According to Anderson, there are not a lot of significant rule changes being implemented this year, but a major emphasis is going to be placed on sideline decorum, specifically from head coaches coming onto the field to argue a call.
Coaches who choose to come onto the field now run the risk of being penalized.
* One interesting tidbit from Anderson’s rules presentation this year: the Big 12 averaged 199.9 plays per game, or roughly 15 per game more than the national average.
Last year, Division I games averaged three hours and 24 minutes, or approximately 12 minutes longer than the average game in 2015.
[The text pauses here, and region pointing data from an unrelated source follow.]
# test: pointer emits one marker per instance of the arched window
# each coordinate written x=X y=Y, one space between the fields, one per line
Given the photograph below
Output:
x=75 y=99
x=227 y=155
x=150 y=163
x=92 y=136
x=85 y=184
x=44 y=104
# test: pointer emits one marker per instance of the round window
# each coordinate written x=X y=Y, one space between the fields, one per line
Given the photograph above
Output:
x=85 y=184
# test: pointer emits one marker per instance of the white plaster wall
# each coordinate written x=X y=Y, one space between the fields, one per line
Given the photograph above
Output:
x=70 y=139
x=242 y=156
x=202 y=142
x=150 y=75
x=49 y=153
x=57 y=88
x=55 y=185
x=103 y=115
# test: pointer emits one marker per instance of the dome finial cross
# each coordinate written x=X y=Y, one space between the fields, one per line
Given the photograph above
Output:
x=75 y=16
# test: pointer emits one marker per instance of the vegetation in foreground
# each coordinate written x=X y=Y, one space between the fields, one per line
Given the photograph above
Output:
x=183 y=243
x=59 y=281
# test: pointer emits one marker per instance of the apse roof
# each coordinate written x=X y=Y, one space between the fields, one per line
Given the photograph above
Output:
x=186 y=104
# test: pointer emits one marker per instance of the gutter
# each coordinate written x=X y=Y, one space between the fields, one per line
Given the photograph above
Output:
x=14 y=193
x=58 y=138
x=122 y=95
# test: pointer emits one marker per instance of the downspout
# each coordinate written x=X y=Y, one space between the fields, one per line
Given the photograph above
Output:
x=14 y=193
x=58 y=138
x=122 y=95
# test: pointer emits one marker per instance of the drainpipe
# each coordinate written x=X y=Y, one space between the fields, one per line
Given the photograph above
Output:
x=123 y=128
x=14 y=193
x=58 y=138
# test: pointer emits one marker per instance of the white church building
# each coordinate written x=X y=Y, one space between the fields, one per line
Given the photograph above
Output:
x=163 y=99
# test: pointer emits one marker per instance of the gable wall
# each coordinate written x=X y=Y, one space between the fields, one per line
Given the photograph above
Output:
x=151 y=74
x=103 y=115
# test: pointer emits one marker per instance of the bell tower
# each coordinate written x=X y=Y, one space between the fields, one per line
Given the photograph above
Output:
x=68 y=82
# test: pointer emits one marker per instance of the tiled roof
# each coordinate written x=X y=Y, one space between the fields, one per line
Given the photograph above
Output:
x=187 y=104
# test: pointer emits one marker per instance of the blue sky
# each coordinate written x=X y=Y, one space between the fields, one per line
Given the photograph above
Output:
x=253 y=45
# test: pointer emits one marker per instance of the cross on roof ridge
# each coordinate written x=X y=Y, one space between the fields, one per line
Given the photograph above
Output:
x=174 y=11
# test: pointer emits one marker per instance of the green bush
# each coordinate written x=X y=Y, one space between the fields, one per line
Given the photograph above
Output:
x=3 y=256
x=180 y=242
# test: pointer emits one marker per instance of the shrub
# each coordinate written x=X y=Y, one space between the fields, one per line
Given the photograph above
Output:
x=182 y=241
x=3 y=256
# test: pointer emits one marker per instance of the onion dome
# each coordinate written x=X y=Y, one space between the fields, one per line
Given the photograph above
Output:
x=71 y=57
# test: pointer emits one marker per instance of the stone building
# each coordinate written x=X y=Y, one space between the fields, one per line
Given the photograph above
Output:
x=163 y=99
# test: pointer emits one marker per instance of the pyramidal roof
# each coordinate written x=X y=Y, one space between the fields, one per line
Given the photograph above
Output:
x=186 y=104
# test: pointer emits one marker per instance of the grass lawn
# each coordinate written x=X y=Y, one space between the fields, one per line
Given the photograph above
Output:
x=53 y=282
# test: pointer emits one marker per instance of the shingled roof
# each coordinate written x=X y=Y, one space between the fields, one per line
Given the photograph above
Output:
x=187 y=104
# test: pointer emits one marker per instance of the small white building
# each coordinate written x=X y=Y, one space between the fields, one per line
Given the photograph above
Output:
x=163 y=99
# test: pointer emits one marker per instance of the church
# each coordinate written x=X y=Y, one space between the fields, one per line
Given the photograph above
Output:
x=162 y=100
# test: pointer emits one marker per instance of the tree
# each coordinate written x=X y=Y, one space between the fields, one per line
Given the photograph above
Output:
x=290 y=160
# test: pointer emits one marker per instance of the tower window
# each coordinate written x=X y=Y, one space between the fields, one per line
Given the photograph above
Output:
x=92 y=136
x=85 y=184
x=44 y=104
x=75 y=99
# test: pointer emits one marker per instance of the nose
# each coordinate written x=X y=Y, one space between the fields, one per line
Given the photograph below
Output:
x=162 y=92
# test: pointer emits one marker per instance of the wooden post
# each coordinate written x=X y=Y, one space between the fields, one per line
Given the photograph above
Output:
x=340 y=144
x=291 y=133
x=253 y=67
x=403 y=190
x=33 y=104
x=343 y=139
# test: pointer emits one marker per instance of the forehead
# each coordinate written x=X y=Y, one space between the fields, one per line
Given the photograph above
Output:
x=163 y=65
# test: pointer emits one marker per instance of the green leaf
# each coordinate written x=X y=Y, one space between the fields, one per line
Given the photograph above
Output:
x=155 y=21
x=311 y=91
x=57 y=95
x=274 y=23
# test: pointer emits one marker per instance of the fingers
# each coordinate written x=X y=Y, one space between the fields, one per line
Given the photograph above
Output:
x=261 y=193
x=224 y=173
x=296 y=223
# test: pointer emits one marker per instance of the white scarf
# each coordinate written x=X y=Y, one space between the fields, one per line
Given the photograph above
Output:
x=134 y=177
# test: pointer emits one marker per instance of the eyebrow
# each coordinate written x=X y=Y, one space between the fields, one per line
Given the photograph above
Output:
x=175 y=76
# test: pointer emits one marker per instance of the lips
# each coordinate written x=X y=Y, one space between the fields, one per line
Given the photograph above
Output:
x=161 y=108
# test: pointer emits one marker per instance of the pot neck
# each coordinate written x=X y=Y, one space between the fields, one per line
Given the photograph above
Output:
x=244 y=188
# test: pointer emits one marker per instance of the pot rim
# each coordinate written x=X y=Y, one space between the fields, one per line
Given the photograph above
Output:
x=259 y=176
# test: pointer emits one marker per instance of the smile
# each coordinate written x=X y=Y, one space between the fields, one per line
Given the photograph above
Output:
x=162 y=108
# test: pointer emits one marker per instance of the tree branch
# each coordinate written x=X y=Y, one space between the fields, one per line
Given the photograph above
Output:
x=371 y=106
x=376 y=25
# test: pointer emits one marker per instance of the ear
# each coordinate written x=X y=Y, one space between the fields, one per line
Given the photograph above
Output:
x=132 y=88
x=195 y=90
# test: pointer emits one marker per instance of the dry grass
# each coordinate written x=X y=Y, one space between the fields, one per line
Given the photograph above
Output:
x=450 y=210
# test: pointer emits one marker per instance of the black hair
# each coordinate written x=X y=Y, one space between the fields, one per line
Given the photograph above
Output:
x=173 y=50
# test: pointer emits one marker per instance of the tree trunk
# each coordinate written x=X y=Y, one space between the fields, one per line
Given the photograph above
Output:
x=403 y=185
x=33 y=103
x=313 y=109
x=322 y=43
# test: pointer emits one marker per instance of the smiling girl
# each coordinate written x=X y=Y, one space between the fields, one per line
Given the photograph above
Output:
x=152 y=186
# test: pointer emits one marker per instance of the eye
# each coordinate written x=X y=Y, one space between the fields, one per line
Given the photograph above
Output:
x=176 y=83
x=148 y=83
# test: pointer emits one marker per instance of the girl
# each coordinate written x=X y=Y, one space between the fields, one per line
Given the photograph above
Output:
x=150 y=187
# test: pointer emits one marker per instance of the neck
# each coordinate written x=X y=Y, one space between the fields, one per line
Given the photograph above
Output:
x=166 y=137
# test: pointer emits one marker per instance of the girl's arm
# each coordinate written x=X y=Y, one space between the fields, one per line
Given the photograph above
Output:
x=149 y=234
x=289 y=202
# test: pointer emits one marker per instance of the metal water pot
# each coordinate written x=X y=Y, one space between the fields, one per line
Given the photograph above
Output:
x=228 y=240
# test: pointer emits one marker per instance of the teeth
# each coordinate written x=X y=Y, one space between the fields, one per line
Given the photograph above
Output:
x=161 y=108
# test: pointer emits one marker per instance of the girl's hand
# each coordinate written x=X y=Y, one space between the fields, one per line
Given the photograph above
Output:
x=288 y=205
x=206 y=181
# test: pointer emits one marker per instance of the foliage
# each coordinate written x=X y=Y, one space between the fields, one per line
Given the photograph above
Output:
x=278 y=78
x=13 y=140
* Bowlsby, a member of college football’s oversight committee, had some interesting things to say about excessive staff sizes and a possible accreditation process for college football strength and conditioning coordinators.
“There are two strength and conditioning organizations nationally and neither of them have tremendously strong certification processes,” Bowlsby said. “We don’t have any state certification on what happens with strength and conditioning coaches, what their academic preparation is, what their standards are, how often they have to be recertified and the like.
“Now, through a variety of state licensure and training programs, the sports medicine profession is more akin to a true medical specialty than it is to a sports function,” he added.
Bowlsby also touched on the composition of football staffs, which are seemingly growing every year.
“There’s one staff out there that we saw that has 197 people that are involved directly in football, and it probably isn’t who most of you think. That, in all frankness, includes students as well,” he said. “It wasn’t 10 years ago that that number would have been a third of that.
“It may not be all about what we do with numerical head counts,” he continued. “I think there’s a lot of things that we can control. We can control who’s on the sideline. We can control who’s in the press box. We can control how many headsets there are. We can control what gets done on game day, and in the end, I think that’s what coaches would tell you they want is a fair chance to compete on game day.”
* The list of players for this year’s media days includes two punters, a tight end, a fullback and lots of offensive linemen. What you see at these events today are more a reflection of the players the coaches and PR staffs feel are the best representatives of their universities, and not necessarily the top players from their schools.
* Tom Herman’s opening statement at Tuesday’s Big 12 media day has to be the longest since John Dean’s opening remarks during the Senate Watergate hearings in 1973, for those of you interested.
We will have more from the Ford Center later this afternoon.